So I am going to read it because ignoring these feelings will probably propel me to clean out my closet and I really don't want to have to resort to those drastic measures. I really liked most of the post here, and I am so grateful that it is so late that most people won't see mine.

This really chilled me. The raw emotion of it, the sense of being hurt by someone who you respect, or even idolize is a constant one for me. It's like going through letters of Confederate women and seeing some of yourself, and then, at the same time, remembering that they thought you were subhuman. And all while knowing that the mark of maturity and courage is not to let one feeling cancel out the other, to give people their humanity, as you would want yours, all the way never excusing them, never letting them off the hook.

That's really been my primary work for the past few years. In all honesty, I most selfishly wish Malcolm hadn't wrote those words. But I frankly believe that what he said on paper was pervasive then--and not simply, or even particularly, among black nationalists. Whatever someone's ability to see the flaws in their current contexts, the inability to see broader flaws is an unfortunately human trait. The fact is that Malcolm did write those words, and it's wrong to consider him, without considering him in total. I think Spike's film would have been a lot better, had he tried to account for that thinking, and for Ella.

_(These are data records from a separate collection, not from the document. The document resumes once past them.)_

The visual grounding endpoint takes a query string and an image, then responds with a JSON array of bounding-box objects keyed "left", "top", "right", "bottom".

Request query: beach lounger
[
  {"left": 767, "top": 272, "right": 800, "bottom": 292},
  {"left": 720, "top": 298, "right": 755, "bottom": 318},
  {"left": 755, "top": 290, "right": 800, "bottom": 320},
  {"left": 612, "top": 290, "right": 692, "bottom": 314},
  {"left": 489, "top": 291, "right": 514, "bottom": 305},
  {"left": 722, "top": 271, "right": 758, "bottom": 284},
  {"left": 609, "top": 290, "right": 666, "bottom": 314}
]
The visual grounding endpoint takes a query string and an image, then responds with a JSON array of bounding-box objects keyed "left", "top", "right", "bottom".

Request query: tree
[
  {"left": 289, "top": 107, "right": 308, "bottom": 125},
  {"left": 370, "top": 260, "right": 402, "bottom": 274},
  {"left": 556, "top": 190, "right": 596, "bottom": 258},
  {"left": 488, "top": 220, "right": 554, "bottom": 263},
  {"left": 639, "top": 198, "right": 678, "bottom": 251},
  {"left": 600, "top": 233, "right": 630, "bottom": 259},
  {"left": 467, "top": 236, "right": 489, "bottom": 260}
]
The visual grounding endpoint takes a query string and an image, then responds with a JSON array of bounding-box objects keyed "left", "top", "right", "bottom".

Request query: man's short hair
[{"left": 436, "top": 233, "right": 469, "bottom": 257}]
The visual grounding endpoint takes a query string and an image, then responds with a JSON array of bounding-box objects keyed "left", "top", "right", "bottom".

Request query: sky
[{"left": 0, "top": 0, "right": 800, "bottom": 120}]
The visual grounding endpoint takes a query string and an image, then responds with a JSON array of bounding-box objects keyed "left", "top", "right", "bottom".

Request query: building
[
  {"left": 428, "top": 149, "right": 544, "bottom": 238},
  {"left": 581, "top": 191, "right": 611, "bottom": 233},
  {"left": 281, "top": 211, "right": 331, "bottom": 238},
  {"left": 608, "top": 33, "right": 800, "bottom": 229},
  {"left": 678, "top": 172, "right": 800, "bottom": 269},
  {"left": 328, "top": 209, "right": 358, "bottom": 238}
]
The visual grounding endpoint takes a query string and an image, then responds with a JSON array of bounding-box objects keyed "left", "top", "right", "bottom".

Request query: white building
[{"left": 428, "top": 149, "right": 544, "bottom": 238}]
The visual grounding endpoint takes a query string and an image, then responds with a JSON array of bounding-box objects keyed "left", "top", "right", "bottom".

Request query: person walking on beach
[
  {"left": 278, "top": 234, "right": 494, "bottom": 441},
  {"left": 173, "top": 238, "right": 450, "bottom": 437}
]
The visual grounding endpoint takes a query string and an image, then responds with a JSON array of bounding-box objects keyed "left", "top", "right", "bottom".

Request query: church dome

Finally, I want to say something about how we talk about humanity, and the divisions that haunt us. What I appreciate most about BJ's note is the stress she puts on her individual emotions and how it connects to the whole. One beef I have with many of my comrades is that we speak of people in these big systemic and, frankly, academic terms which often, for me, obscure reality more than they confront it. I think a lot of us are more interested in deploying terms like "white privilege" and "patriarchy," then exploring what they really mean, and how they, specifically, curtail the ambitions of humanity. I strongly suspect that this vague language accounts for some of our inability to connect with people who don't share our premises. 

I recognize that displays of emotion sometimes empowers the enemies of equality. But I don't think this rule is absolute. If you want to be president it likely hurts. If you're trying to explain yourself to people who may be apt to listen, I think, on balance, it helps.

At any rate, I wanted to salute BJ for not simply folding up under the pain, as we all are often tempted to do, but for instead confronting the source of that pain.